Prometheus 메인 서버는 Go 언어로 작성되어 있으며, cmd/prometheus/main.go가 진입점입니다. 서버는 여러 독립적인 컴포넌트로 구성되며, 각 컴포넌트는 별도의 goroutine 그룹으로 실행됩니다.

2. 메인 서버 컴포넌트

2.1 전체 아키텍처

Prometheus 서버는 다음과 같은 핵심 컴포넌트로 구성됩니다:

                    +-----------------+
                    |   Web UI/API    |
                    +--------+--------+
                             |
              +--------------+--------------+
              |              |              |
     +--------v---+  +------v------+  +----v-------+
     | Scrape     |  | Rule        |  | Notifier   |
     | Manager    |  | Manager     |  | (Alertmgr) |
     +--------+---+  +------+------+  +----+-------+
              |              |              |
              +--------------+--------------+
                             |
                    +--------v--------+
                    |     TSDB        |
                    +-----------------+
                             |
                    +--------v--------+
                    | Discovery       |
                    | Manager         |
                    +-----------------+

2.2 컴포넌트별 역할

Scrape Manager: 타겟에서 메트릭을 수집하는 핵심 엔진입니다. Discovery Manager로부터 타겟 목록을 받아 각 타겟에 대한 스크래핑 루프를 관리합니다.

TSDB (Time Series Database): 시계열 데이터의 저장과 쿼리를 담당합니다. WAL, Head Block, Persistent Block으로 구성된 계층적 스토리지입니다.

Rule Manager: Recording Rule과 Alerting Rule을 주기적으로 평가합니다. 평가 결과는 TSDB에 기록되거나 Notifier로 전달됩니다.

Notifier: 활성화된 알림을 Alertmanager에 전달하는 컴포넌트입니다.

Web UI/API: HTTP 서버로, PromQL 쿼리 엔드포인트, 관리 API, 내장 UI를 제공합니다.

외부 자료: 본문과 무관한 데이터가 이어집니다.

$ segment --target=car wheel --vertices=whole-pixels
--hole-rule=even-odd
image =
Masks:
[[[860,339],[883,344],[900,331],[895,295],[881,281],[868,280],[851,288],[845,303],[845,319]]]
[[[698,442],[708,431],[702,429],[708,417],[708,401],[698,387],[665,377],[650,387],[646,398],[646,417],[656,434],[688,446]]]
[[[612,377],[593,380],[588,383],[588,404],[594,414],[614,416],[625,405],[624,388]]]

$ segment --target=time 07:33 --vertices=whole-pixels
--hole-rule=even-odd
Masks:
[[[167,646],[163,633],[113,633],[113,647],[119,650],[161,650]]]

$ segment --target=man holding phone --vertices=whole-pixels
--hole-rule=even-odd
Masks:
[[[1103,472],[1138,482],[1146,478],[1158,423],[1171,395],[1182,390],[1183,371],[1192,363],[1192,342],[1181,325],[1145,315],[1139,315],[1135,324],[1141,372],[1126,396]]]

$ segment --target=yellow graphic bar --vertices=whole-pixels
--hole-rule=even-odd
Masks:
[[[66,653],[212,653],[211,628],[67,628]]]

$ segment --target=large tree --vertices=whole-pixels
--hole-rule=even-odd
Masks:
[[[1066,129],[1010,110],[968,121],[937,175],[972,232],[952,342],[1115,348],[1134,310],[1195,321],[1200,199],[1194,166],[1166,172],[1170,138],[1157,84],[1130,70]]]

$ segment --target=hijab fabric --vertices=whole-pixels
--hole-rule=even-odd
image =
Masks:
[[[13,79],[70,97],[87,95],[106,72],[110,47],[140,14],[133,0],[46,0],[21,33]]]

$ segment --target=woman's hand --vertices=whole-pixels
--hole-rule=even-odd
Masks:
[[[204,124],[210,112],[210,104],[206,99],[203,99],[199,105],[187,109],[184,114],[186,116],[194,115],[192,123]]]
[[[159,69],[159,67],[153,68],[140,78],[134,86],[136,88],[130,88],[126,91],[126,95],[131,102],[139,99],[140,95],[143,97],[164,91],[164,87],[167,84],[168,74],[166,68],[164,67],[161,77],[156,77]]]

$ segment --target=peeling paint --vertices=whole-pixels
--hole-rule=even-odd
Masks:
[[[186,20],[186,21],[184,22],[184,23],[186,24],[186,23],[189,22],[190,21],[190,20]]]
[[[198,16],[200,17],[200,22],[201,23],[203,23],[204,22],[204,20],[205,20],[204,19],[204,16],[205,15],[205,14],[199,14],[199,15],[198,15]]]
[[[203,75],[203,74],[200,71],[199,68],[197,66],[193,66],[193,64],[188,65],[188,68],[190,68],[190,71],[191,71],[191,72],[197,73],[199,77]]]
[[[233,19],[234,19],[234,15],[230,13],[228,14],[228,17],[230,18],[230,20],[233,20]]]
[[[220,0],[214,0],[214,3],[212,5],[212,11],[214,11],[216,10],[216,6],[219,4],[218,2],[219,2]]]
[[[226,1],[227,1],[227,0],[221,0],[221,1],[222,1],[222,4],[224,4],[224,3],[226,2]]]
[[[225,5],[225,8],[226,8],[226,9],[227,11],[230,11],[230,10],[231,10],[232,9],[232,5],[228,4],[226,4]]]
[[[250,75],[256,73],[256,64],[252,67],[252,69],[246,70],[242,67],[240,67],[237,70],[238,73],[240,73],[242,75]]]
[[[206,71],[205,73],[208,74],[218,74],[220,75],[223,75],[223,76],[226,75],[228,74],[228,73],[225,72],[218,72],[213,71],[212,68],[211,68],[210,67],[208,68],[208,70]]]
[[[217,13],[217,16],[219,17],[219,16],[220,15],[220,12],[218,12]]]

Discovery Manager: 다양한 서비스 디스커버리 소스에서 타겟을 발견하고 Scrape Manager에 전달합니다.

3. Goroutine 모델과 생명주기 관리

3.1 Actor/Run Group 패턴

Prometheus는 oklog/run 라이브러리의 Run Group 패턴을 사용하여 컴포넌트의 생명주기를 관리합니다. 각 컴포넌트는 두 개의 함수로 등록됩니다:

// 각 컴포넌트는 (execute, interrupt) 쌍으로 등록
g.Add(
    func() error {
        // execute: 컴포넌트의 메인 로직 실행
        return component.Run(ctx)
    },
    func(err error) {
        // interrupt: 종료 시 정리 로직
        component.Stop()
    },
)

Run Group의 핵심 동작 원리는 다음과 같습니다:

모든 컴포넌트의 execute 함수가 동시에 시작됩니다
하나의 execute 함수가 에러를 반환하거나 종료되면, 모든 다른 컴포넌트의 interrupt 함수가 호출됩니다
모든 execute 함수가 반환될 때까지 대기합니다

이 패턴은 graceful shutdown을 자연스럽게 구현합니다. 예를 들어 SIGTERM을 받으면 시그널 핸들러의 execute가 반환되고, 이에 따라 다른 모든 컴포넌트가 순차적으로 종료됩니다.

3.2 주요 Goroutine 그룹

main goroutine
  |
  +-- Signal Handler goroutine
  +-- Scrape Discovery Manager goroutine
  +-- Notify Discovery Manager goroutine
  +-- Scrape Manager goroutine
  +-- Rule Manager goroutine
  +-- TSDB goroutine
  +-- Web Handler goroutine
  +-- Notifier goroutine
  +-- Remote Storage goroutine

각 goroutine은 독립적으로 실행되며, 채널이나 동기화 프리미티브를 통해 통신합니다.

3.3 컴포넌트 초기화 순서

초기화는 의존성 순서에 따라 진행됩니다:

TSDB 초기화: 스토리지가 가장 먼저 준비되어야 합니다
Discovery Manager 시작: 타겟 검색이 시작됩니다
Scrape Manager 시작: Discovery Manager의 타겟을 수신하여 스크래핑을 시작합니다
Rule Manager 시작: 규칙 평가를 시작합니다
Notifier 시작: 알림 전송을 준비합니다
Web Handler 시작: HTTP 서버가 마지막에 시작되어 요청을 수신합니다

4. 설정 리로드 메커니즘

4.1 리로드 트리거

Prometheus는 두 가지 방법으로 설정을 리로드할 수 있습니다:

SIGHUP 시그널: OS 시그널을 통한 리로드

kill -HUP $(pidof prometheus)

HTTP API: --web.enable-lifecycle 플래그 활성화 시 사용 가능

curl -X POST http://localhost:9090/-/reload

4.2 리로드 프로세스

설정 리로드는 reloadConfig 함수에서 처리됩니다. 전체 흐름은 다음과 같습니다:

1. SIGHUP 수신 또는 /-/reload 호출
2. prometheus.yml 파일 파싱
3. 설정 유효성 검증
4. 각 컴포넌트에 새 설정 전파:
   a. Remote Storage 설정 업데이트
   b. Notifier 설정 업데이트
   c. Discovery Manager 설정 업데이트
   d. Scrape Manager 설정 업데이트
   e. Rule Manager 설정 업데이트
   f. Web Handler 설정 업데이트
5. 리로드 성공/실패 메트릭 업데이트

4.3 컴포넌트별 리로드 동작

Scrape Manager: 기존 스크래핑 풀과 새 설정의 차이를 계산합니다. 변경된 잡만 재생성하고, 변경되지 않은 잡은 그대로 유지합니다. 이를 통해 불필요한 중단을 최소화합니다.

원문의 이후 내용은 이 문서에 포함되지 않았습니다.